During my research, I have repeatedly come across the terms probability measure and probability density function (pdf). I am familiar with the concept of a pdf, but I am not entirely sure how probability measures relate to pdfs, or where exactly the differences lie in theoretical terms. I have since combed StackExchange (such as this and this question), and visited the Wikipedia article for probability measures, but I still cannot see the difference, so I imagine I must be missing a nuance.
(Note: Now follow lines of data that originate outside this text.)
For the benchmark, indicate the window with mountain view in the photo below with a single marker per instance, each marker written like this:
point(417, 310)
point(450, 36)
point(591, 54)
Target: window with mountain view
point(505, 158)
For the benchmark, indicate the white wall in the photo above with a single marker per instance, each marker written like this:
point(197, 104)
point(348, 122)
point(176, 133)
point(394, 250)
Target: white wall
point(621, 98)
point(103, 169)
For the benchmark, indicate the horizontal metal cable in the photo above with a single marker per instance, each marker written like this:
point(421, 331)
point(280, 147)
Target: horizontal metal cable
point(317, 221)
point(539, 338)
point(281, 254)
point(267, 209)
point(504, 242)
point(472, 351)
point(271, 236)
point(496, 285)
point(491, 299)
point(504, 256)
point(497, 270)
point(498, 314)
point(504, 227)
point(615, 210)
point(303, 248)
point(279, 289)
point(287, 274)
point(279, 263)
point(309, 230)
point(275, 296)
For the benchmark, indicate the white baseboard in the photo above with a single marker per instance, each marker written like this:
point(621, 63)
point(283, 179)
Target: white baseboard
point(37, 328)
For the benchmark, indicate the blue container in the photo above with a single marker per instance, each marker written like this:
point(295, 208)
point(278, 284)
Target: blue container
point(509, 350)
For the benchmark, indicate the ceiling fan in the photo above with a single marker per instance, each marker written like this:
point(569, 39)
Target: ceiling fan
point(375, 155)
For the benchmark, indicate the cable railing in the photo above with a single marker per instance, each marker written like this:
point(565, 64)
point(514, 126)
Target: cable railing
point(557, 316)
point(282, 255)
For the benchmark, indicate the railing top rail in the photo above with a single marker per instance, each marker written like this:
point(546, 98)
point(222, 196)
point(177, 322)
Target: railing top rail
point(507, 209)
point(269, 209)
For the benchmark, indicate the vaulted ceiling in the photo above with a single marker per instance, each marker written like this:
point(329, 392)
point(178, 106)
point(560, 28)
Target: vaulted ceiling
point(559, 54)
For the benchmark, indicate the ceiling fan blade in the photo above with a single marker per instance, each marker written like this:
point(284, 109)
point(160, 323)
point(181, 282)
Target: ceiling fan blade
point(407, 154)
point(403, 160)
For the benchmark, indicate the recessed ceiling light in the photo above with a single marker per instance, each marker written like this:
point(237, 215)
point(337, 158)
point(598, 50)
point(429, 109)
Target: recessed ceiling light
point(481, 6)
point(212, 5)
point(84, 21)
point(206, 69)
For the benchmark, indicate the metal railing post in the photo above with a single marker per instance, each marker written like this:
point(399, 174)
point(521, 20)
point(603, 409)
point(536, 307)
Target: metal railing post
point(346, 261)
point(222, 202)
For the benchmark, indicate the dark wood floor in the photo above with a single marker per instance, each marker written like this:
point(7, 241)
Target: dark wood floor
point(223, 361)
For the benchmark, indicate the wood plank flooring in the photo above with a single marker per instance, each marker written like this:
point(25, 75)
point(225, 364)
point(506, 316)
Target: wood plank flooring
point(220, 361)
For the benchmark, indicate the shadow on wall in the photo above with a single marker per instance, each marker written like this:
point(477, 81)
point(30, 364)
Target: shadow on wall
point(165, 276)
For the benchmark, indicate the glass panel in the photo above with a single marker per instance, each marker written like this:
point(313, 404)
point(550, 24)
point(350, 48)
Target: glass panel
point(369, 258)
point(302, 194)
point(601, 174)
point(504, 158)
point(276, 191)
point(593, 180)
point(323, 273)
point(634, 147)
Hence my question: Could you check my understanding, and - if necessary - correct it?
To provide an example for context, let us consider the continuous-valued example of human body height. Let us denote the height of a person in meters as a random variable $X$, which maps a person's physical height to a corresponding real value $x$. In that case:
we could define a probability density function $p(x)$ over all theoretically possible heights $x$. The pdf must be non-negative for all $x$, i.e. $p(x)\geq0 \; \forall \; x$, and it must integrate to $1$, i.e. $\int_{-\infty}^{\infty} p(x) dx=1$. We can integrate $p(x)$ over subintervals to learn the probability that a person's height is in this interval.
the definition of a probability measure seems related. Let us denote the set of all possible body heights $x$ as $S_1$. Based on this set, we design another set $S_2$ which contains $S_1$ and all possible subsets of $S_1$. The probability measure then assigns values between $0$ and $1$ to each entry in $S_2$, with the condition that the entry $\{\text{all }S_1\}$ in $S_2$ is assigned $1$, $\{\}$ is assigned $0$, and certain additivity properties are met (see the image below, taken from Wikiedpa)
Concerning my understanding of the difference: A pdf $p(x)$ can assign values $\geq1$ to $x$, as it describes a density and only requires that the integral over all $x$ be equal to $1$. The limitation of probability measures to values below $1$ would probably correspond to a role more similar to integrating (vanishingly small) sub-intervals of $p(x)$. Is this the distinction between pdfs and probability measures? Why is this distinction important? Am I missing or misunderstanding something?